Time, Risk, Capital markets. Branch of applied economics.
Originally off shoot of accounting, now more influenced by economic theories.
Economic theories concerning efficient allocation of scarce resources have been taken and developed into decision making tools for management. Taking into account time dimension and risk associated w management decision making.
Themes and main takeaways of financial management?
Discounted cash flow
Risk and Diversification
Market Efficiency
Time is Money - sum of $ received now worth more than same sum paid in future. Discount future cash flows to PV.
Don’t put all eggs in one basket - reduces risk of investment (diversified portfolio). If risks can’t be diversified, only accept if offset by expected higher return.
Can’t fool all the people, all of the time: efficiency of financial markets. Prices reflect new information. Greater risk - greater return.
Why do businesses exist?
To create wealth for their shareholders
What are the key characteristics of shareholders?
Owners of a business
Bear residual risk and get residual claim (i.e. what’s left after fixed claims made). Ordinary shareholders at bottom of list. Priority given to other stakeholders eg employees, customers, preferential shareholders. Other stakeholders can protect themselves from losses. Ordinary shareholders can’t.
Shareholders have an incentive to increase residual claim through entrepreneurial activity (new & risky). If other stakeholders getting their fixed claims, they won’t want new & risky.
Residual claim = assets - liability (net assets or equity)
What is wealth maximisation?
NOT the same as profit maximisation.
Shareholder wealth maximisation is not susceptible to same weaknesses as profit maximisation.
Interests of shareholders prevail due to competition for S/H funds and managers’ jobs.
Business is assumed to pursue the goal of S/H wealth maximisation.
Wealth = market value of ordinary shares. Market value, in turn, reflects future returns S/H expect to receive over time from the shares & level of risk faced.
Highest possible returns over the LONG TERM.
EPS - earnings per share shows S/H wealth maximisation.
What are the problems with profit maximisation?
Lack of precision Lack of objectivity Time period Risk Opportunity cost
Problems with profit maximisation?
Lack of Precision
Different measures of profit & profitability exist. Don’t move in lockstep. Different profit measures provide different narratives of financial performance.
Problems with profit maximisation?
Lack of Objectivity
Profit measures cannot be objectively determined.
Influenced by particular accounting policies and estimates e.g. inventories, depreciation, bad debt. Vulnerable to manipulation.
Problems with profit maximisation?
Time Period
Period over which profit should be maximised is unclear. Conflict between short v long term profit maximisation. i.e. do you maximise short term profit at expense of long term? e.g. reducing R&D expenditure, cutting staff training, lower quality materials.
Problems with profit maximisation?
Risk
Goal of profit maximisation takes no account of risks involved.
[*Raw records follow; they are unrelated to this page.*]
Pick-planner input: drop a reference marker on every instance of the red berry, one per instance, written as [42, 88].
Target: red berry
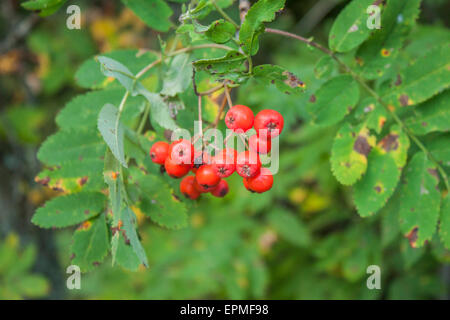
[239, 117]
[159, 152]
[248, 164]
[224, 162]
[221, 189]
[187, 188]
[244, 180]
[260, 143]
[182, 151]
[200, 188]
[261, 183]
[270, 120]
[174, 169]
[200, 159]
[206, 177]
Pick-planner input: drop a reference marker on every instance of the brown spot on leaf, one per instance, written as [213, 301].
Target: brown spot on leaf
[82, 181]
[398, 81]
[292, 81]
[362, 146]
[43, 182]
[412, 237]
[390, 142]
[403, 100]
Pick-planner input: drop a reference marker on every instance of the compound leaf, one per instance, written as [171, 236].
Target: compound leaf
[350, 29]
[334, 100]
[90, 243]
[112, 130]
[349, 153]
[253, 25]
[68, 210]
[419, 200]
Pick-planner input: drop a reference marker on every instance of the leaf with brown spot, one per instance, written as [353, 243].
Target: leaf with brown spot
[349, 153]
[419, 193]
[371, 193]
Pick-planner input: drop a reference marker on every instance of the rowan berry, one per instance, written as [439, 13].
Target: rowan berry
[260, 143]
[187, 188]
[174, 169]
[206, 177]
[224, 162]
[248, 164]
[239, 117]
[159, 152]
[221, 189]
[182, 151]
[270, 120]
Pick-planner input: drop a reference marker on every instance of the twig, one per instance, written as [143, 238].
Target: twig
[227, 95]
[227, 17]
[372, 93]
[210, 91]
[244, 6]
[183, 50]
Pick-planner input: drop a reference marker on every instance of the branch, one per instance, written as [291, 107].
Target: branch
[244, 6]
[372, 93]
[226, 17]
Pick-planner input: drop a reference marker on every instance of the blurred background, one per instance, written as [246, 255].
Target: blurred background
[302, 240]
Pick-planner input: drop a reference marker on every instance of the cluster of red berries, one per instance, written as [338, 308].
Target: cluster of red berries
[180, 157]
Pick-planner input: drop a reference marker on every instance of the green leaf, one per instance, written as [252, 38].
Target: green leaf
[290, 227]
[73, 176]
[419, 200]
[371, 193]
[350, 29]
[284, 80]
[349, 153]
[113, 68]
[83, 110]
[90, 243]
[32, 286]
[110, 174]
[125, 254]
[158, 201]
[159, 110]
[233, 61]
[372, 113]
[155, 13]
[444, 226]
[89, 74]
[426, 77]
[129, 228]
[68, 210]
[253, 25]
[324, 67]
[390, 226]
[179, 75]
[71, 145]
[396, 144]
[334, 99]
[430, 116]
[46, 7]
[378, 53]
[111, 129]
[220, 31]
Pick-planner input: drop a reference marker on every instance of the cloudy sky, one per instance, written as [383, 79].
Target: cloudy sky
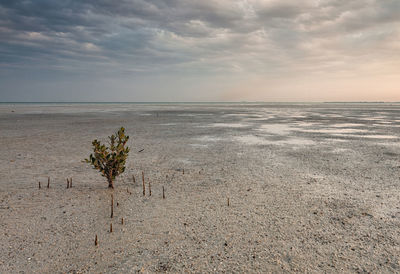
[208, 50]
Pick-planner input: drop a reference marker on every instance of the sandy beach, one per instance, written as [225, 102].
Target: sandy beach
[311, 188]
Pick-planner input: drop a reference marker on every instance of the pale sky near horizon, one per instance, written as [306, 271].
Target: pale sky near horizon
[209, 50]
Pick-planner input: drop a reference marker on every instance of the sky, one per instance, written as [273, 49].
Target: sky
[208, 50]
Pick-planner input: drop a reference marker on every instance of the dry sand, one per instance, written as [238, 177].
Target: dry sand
[312, 188]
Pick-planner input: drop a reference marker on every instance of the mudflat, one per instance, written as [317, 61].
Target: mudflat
[311, 188]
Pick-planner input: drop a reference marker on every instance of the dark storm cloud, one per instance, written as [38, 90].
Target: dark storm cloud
[151, 35]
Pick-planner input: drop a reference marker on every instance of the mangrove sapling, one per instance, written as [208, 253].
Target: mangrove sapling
[110, 161]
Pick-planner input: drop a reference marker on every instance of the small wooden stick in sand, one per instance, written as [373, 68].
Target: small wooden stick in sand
[112, 205]
[144, 186]
[149, 188]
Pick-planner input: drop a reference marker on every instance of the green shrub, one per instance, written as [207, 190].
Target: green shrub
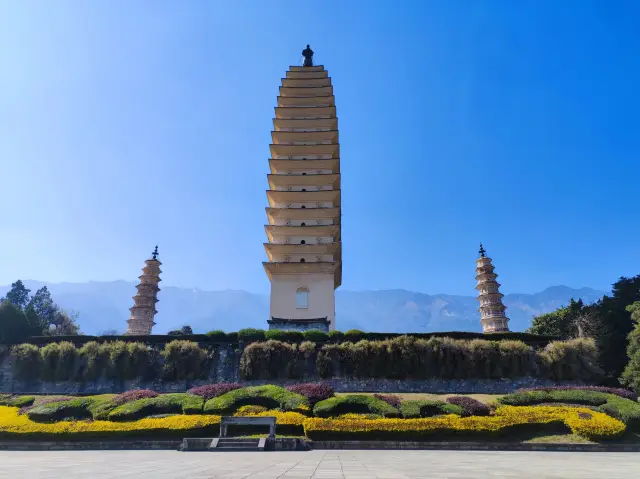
[184, 360]
[354, 403]
[16, 401]
[415, 409]
[286, 336]
[354, 335]
[271, 397]
[251, 334]
[96, 360]
[91, 407]
[572, 359]
[315, 336]
[217, 335]
[275, 359]
[621, 408]
[59, 361]
[26, 361]
[336, 336]
[179, 403]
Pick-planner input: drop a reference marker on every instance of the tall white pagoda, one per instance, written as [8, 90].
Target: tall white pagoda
[491, 309]
[144, 302]
[304, 248]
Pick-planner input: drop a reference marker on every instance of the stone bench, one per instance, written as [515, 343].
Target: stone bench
[270, 421]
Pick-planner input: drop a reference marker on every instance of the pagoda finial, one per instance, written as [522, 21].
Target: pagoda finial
[307, 53]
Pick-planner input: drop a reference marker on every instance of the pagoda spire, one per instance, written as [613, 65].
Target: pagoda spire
[304, 245]
[492, 311]
[144, 302]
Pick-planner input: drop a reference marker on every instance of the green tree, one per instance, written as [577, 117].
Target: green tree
[573, 321]
[631, 375]
[63, 324]
[43, 306]
[14, 326]
[18, 295]
[617, 324]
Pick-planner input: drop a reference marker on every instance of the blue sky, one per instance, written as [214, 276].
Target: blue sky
[126, 124]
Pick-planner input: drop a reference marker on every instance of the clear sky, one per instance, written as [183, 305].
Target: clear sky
[125, 124]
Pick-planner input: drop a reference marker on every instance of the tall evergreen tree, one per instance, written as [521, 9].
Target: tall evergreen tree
[18, 295]
[631, 375]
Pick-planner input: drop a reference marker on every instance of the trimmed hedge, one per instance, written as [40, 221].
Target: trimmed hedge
[275, 359]
[354, 403]
[178, 403]
[26, 361]
[184, 360]
[470, 406]
[16, 401]
[210, 391]
[406, 357]
[314, 392]
[271, 397]
[92, 407]
[428, 408]
[286, 336]
[251, 334]
[624, 409]
[625, 393]
[315, 336]
[134, 395]
[508, 419]
[335, 336]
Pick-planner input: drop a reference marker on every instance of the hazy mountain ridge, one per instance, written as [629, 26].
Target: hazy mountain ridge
[105, 306]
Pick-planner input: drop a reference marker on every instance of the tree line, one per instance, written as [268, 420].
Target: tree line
[23, 315]
[612, 321]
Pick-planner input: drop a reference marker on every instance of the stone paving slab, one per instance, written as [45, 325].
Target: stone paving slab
[318, 465]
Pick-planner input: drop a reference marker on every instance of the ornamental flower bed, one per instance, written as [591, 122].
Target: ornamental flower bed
[625, 393]
[584, 422]
[134, 396]
[314, 392]
[214, 390]
[581, 421]
[13, 425]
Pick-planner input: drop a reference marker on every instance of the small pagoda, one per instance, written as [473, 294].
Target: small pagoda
[492, 316]
[144, 302]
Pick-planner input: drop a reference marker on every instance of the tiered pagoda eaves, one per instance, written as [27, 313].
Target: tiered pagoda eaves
[304, 249]
[144, 302]
[491, 309]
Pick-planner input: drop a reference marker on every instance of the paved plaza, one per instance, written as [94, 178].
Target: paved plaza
[318, 464]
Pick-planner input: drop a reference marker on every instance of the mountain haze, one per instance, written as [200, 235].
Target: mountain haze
[105, 306]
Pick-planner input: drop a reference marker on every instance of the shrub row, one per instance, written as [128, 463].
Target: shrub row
[586, 423]
[177, 403]
[624, 409]
[114, 360]
[314, 392]
[354, 403]
[272, 397]
[625, 393]
[251, 334]
[409, 357]
[427, 408]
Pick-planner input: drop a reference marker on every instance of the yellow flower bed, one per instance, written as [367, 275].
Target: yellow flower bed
[582, 421]
[13, 423]
[282, 418]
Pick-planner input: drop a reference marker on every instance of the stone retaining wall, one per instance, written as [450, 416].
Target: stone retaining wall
[226, 368]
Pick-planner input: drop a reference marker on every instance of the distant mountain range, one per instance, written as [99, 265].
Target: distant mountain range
[104, 306]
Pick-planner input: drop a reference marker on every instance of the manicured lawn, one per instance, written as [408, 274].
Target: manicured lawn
[485, 398]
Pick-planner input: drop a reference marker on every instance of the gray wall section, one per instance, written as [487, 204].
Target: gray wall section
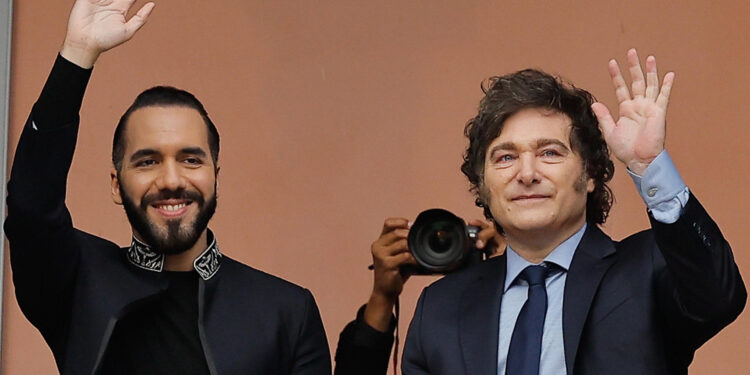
[6, 18]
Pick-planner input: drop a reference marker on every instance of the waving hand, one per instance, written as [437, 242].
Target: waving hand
[637, 137]
[96, 26]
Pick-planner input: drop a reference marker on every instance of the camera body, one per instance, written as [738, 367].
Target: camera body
[441, 242]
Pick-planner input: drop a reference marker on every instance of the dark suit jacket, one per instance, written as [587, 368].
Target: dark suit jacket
[74, 286]
[639, 306]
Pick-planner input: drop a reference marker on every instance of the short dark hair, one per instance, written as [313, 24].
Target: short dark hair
[531, 88]
[163, 96]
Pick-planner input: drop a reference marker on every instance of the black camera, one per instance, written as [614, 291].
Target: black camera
[441, 242]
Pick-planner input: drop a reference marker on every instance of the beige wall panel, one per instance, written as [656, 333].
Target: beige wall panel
[337, 114]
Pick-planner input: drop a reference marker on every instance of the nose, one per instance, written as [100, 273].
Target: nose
[170, 177]
[528, 172]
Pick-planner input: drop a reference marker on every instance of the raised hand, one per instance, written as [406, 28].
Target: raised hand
[638, 135]
[96, 26]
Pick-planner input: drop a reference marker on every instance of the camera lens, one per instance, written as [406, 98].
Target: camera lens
[441, 239]
[438, 240]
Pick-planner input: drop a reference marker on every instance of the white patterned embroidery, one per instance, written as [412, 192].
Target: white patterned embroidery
[207, 264]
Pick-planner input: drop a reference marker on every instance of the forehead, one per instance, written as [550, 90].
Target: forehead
[532, 124]
[160, 127]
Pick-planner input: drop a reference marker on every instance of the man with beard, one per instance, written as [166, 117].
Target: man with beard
[170, 303]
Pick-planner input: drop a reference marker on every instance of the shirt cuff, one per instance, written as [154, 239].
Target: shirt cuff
[61, 97]
[662, 189]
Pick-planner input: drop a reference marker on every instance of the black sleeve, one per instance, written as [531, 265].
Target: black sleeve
[701, 288]
[39, 228]
[363, 349]
[312, 356]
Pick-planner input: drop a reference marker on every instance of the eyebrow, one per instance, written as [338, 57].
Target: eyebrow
[550, 141]
[143, 153]
[194, 151]
[510, 146]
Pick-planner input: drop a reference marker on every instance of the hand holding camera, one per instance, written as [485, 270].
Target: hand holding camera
[440, 237]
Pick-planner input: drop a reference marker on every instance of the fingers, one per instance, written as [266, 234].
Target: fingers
[138, 20]
[666, 87]
[606, 122]
[652, 78]
[621, 89]
[392, 223]
[636, 74]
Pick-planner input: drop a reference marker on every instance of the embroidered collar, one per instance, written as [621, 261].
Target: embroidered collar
[143, 256]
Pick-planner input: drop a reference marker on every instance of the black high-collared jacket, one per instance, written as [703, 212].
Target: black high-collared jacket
[74, 287]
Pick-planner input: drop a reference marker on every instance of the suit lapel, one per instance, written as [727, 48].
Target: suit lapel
[592, 259]
[479, 313]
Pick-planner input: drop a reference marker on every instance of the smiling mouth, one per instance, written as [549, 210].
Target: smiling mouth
[172, 209]
[529, 198]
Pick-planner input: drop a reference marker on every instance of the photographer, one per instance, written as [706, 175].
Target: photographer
[365, 343]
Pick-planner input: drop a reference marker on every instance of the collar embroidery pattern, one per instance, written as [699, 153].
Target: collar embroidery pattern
[207, 264]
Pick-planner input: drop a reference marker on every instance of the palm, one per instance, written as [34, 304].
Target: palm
[100, 24]
[638, 135]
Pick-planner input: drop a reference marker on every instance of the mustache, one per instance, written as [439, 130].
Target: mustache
[171, 194]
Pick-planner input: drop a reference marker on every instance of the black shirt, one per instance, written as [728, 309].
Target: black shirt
[160, 335]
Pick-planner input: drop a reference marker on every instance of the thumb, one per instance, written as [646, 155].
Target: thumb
[606, 122]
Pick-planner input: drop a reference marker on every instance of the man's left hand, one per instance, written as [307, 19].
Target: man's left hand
[637, 137]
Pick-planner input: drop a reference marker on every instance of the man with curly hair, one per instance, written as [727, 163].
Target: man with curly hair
[565, 298]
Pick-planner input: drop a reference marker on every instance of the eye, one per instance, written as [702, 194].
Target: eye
[192, 161]
[145, 163]
[503, 159]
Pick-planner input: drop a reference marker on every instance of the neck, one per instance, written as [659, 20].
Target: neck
[184, 260]
[535, 245]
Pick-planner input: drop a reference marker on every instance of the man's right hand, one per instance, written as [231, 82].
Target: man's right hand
[96, 26]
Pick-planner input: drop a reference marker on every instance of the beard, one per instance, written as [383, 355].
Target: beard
[178, 236]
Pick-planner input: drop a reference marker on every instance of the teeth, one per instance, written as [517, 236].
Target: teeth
[172, 207]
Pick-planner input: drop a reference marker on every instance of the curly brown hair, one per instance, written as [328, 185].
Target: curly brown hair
[530, 88]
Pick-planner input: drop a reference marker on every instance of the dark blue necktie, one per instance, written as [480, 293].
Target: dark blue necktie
[526, 342]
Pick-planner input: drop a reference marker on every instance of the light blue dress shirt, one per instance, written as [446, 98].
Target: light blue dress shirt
[665, 195]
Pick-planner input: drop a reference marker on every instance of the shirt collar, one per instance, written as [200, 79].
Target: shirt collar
[143, 256]
[562, 255]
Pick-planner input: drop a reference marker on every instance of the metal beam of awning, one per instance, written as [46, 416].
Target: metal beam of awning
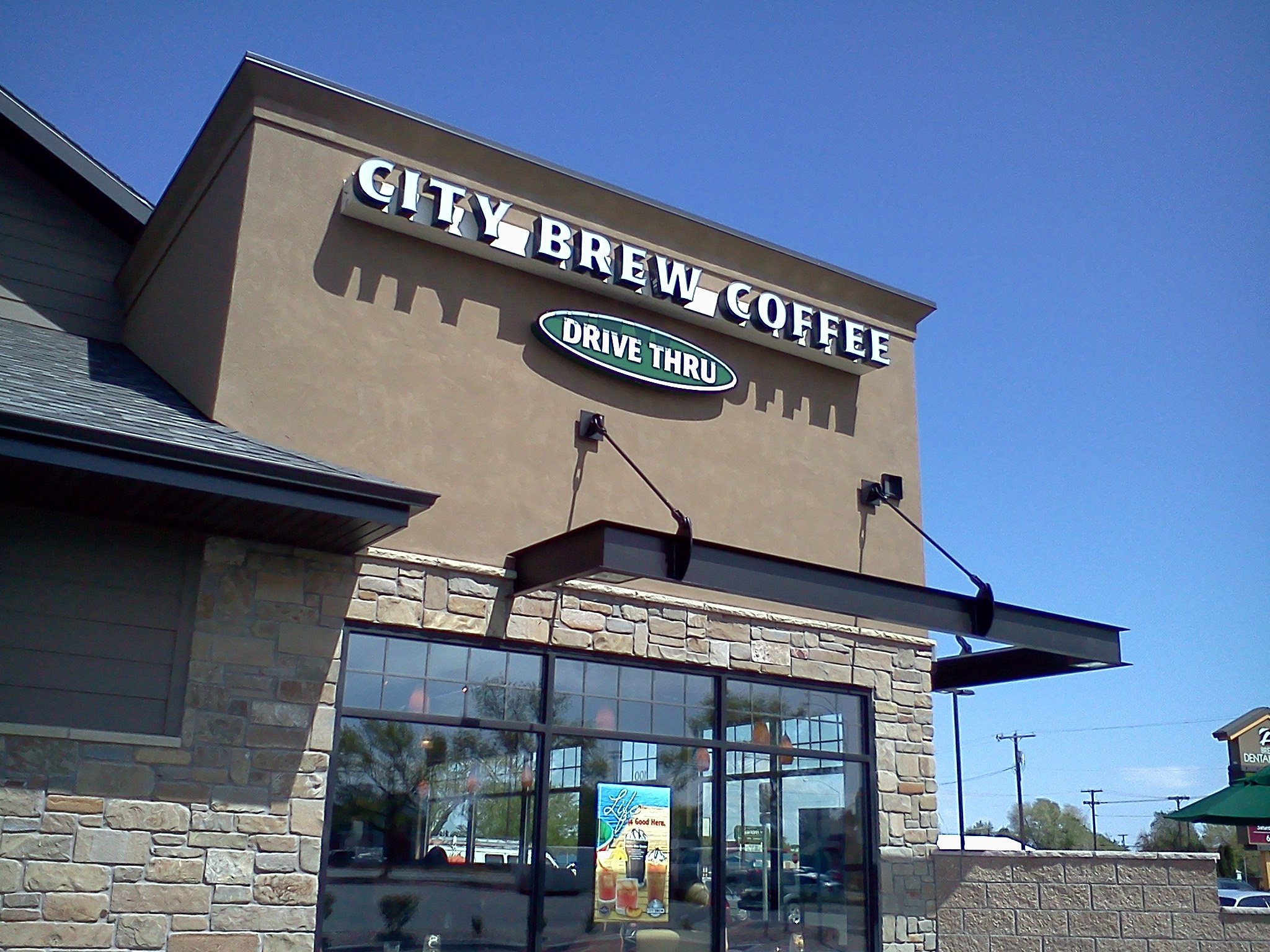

S/H are very concerned w risk.
Problems with profit maximisation?
Opportunity Cost
Profit takes no account of opportunity cost.
What are the criticisms of shareholder wealth maximisation?
Can lead to excessive cost cutting, redundancies, forcing suppliers to lower prices, serious conflict between various stakeholders.
May undermine status of other stakeholders, encourage unethical behaviour (child labour, pollution, bribes, tax evasion, market power abuse, bad working conditions)
Could result in weakened business, incapable of exploiting profitable opportunities.
HOWEVER S/H wealth max is long term, all of above would undermine achievement of goal.
To survive and prosper long term, businesses need approval of society in which they operate. Society expects standard of ethics. Ethics have to be considered.
Over the long term S/H wealth, intrinsically linked to corporate governance.
Need to balance the needs of all stakeholders to remain sustainable.
To maximise S/H wealth, may be best to pursue passion to develop best possible product or service for customers. Financial rewards usually follow.